There was a hint of genuine sporting intrigue in the suggestion this week that the Champions League may become an eight-team mini-tournament ending in August. But even this points to wider contortions. In particular it brings us back to City, whose season has the potential from here to become a genuinely strange three-month interlude.
It is a story that takes some filling in. Before the hiatus City were one of two Premier League clubs still involved in three competitions. As it stands Pep Guardiola’s team could end up playing 17 games across 10 summer weeks to end the season.
This kind of churn is common in winter and spring, although rarely to such an extreme. Nobody has played for three months. The strain on muscles, and on the mental capacity of players will be unrelenting. Plus of course there is another element. This is a team still waiting to learn if it’s about to be cast out, to be transformed into a sporting ghost ship.
The timing means City’s appeal at the court of arbitration for sport against their Uefa ban will be heard during the active season, with a hearing due next week. It has been suggested Cas may not reach a verdict until August. European courts can also be brusque in their judgments. Either way everyone concerned will be working with this cloud at their back waiting to break.

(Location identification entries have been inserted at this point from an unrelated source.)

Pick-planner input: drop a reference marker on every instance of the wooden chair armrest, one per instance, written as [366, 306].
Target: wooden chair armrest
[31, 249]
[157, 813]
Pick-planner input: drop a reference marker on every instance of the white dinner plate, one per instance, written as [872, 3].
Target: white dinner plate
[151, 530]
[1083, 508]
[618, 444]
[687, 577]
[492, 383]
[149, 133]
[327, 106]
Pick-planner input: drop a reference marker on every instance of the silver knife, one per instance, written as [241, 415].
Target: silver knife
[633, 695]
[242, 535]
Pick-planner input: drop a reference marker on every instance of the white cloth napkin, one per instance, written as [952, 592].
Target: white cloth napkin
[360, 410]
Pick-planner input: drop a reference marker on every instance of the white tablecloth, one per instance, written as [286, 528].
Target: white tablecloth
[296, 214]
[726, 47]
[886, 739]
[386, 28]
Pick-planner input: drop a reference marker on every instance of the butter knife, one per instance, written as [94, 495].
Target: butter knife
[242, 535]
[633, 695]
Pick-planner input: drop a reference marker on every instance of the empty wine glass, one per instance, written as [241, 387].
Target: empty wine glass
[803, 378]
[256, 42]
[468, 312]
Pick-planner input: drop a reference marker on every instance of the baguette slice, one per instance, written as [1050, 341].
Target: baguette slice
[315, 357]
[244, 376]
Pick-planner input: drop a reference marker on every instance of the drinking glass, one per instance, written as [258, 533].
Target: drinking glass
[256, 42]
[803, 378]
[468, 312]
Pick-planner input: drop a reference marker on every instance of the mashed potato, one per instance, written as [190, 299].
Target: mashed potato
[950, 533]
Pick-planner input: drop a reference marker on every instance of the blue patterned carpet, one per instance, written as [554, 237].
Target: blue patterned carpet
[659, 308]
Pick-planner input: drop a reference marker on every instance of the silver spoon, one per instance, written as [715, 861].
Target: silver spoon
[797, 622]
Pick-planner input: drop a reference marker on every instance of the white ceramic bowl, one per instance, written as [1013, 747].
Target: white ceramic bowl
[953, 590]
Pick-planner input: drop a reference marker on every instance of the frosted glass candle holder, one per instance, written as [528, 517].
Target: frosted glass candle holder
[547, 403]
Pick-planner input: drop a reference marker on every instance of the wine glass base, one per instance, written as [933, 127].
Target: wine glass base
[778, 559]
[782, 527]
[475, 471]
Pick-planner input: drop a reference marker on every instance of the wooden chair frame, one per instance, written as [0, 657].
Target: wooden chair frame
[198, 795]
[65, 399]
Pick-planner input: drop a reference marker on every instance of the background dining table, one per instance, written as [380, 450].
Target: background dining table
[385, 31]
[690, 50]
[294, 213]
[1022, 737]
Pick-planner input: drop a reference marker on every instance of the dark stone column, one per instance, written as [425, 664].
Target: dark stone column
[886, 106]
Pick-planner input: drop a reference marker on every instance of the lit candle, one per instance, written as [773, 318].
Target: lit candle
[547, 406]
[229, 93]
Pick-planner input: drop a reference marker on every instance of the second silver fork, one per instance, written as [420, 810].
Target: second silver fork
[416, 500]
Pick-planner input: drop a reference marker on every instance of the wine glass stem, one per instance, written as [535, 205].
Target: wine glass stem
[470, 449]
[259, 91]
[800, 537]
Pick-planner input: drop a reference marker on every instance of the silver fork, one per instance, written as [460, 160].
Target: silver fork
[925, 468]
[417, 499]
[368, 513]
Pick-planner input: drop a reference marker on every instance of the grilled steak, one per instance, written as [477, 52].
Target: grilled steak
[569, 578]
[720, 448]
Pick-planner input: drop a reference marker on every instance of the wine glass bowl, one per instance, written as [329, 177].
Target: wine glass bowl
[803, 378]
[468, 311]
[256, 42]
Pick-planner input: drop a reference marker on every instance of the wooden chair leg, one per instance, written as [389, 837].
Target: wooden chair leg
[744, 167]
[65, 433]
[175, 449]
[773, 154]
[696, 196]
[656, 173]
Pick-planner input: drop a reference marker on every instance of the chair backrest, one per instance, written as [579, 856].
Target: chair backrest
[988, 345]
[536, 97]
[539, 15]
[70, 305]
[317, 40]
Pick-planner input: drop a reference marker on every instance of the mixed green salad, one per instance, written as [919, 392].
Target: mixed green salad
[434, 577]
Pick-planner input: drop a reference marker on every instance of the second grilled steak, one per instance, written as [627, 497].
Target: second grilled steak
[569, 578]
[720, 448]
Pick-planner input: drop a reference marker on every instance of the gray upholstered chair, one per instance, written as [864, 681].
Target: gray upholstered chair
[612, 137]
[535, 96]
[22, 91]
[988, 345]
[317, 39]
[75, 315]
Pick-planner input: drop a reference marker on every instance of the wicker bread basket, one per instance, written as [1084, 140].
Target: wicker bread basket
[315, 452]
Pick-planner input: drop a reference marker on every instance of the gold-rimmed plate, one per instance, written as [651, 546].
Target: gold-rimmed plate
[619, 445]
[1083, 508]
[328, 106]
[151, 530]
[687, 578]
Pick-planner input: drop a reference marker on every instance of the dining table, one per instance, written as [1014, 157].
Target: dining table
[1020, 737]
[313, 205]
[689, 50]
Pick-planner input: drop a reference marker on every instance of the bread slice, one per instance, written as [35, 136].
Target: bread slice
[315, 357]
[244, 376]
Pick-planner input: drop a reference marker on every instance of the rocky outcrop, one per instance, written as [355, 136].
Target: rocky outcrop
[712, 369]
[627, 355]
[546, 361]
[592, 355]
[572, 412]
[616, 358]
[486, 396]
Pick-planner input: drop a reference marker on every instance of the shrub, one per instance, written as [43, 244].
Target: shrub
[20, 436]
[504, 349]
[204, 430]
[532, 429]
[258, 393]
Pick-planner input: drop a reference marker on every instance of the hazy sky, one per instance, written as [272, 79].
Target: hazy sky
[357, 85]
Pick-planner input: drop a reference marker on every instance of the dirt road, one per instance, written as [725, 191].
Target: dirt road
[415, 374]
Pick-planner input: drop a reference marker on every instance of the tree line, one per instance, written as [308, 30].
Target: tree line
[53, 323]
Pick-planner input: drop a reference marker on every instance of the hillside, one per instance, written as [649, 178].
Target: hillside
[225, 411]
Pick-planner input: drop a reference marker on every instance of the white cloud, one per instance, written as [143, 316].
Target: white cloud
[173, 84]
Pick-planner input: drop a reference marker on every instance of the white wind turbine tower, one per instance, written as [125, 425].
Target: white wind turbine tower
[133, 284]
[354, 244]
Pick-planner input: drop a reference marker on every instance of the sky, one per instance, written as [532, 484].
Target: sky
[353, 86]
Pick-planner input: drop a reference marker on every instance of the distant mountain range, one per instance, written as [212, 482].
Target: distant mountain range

And the stakes here are suddenly profound. Win the appeal and life carries on with an added surge of optimism. Lose it and a rejigged season is shot through with something else. It was already clear there was a new edge to watching City, a luminous, compelling team told suddenly that it was in fact transgressive, that its brilliance is also evidence to be taken down and used against it.
The victory against Real Madrid in February, 12 days after the ban, was a thrillingly layered twist. To win the competition from here would be an extraordinary act of defiance from a playing unit that has nothing to do with the actual offence.
On the other hand, lose that half-done last-16 tie and until the Cas appeal is won City’s players are faced with an extended frogmarch around a series of empty domestic spaces, a team deprived of its founding goal, deprived of narrative tension. And forced to walk through this landscape in silent, gawping televised detail, like a footballing Mary Celeste, always moving, never able to dock or find rest.
At the end of which there is a feeling City may just go on and win the Champions League, if only to face down this perfect storm of ill winds. Even the format is a good fit. Home “advantage” is blown. There are only three matches to win if you can get to the endgame.
Perhaps things have always been headed this way for Guardiola, a manager who acts as though every second in time is another personally tailored twist in the story of his own white hot destiny. Well, guess what. It is now.
Either way it promises to be entirely engrossing. Need some drama to get lost in? Fearing that football might seem icy and empty, a vision of muffled English shrieking? There aren’t many better 10-week box-set dramas coming up than the prospect of City versus the world.